Żurawina w słoiku, odsłona druga. Tym razem lekko miodowa, lekko pomarańczowa, lekko alkoholowa, wytrawna i bardzo pachnąca. Trudno ją porównać do poprzedniej z jabłkami i sokiem cytrynowym, bo to zupełnie inny smak. I obie są doskonałe, trudno mi wybrać smaczniejszą. Ta będzie idealna do pieczonego łososia lub dowolnego sera.
Składniki:
? 1 kg żurawiny
? 300 g cukru
? 2 łyżeczki nasion kolendry
? 1/2 łyżeczki soli
? 5 łyżek płynnego miodu
? 100 g kandyzowanej skórki pomarańczowej
? sok z 1 cytryny
? 1 kieliszek wódki, u mnie żubrówka
Wykonanie:
? Żurawinę przed smażeniem zamrozić na co najmniej 24 godziny, aby straciła goryczkę.
? Owoce żurawiny przepłukać wodą i przebrać z szypułek i listków.
? Żurawinę zasypać cukrem, dodać miód, skórkę pomarańczową i odstawić na 1 godzinę.
? Owoce podgrzać cały czas mieszając. Dodać zmielone nasiona kolendy (ja mielę w elektrycznym młynku do kawy), sól i sok z cytryny.
? Po zagotowaniu zmniejszyć ogień i tłuczkiem do ziemniaków rozgnieść połowę owoców.

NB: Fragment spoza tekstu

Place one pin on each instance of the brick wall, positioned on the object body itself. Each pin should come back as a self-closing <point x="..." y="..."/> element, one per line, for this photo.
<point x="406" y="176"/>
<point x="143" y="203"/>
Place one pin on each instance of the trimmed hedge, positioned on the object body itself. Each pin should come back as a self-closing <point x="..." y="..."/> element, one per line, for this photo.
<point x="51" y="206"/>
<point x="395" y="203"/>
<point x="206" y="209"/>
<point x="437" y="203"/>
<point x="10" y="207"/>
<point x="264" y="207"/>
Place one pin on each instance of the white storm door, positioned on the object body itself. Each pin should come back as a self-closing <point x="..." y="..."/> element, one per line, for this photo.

? Smażyć ok. 30 minut, aż powstały sok częściowo odparuje, a konfitura zgęstnieje. Na koniec dodać wódkę i jeszcze chwilę pogotować.
? Umieścić gorącą żurawinę w słoikach, zakręcić, odwrócić do góry dnem i pod kocyk, do czasu aż wystygną. Ja używam słoiczków umytych w zmywarce, bez wyparzania i gotowania. Nie ma potrzeby pasteryzowania żurawiny.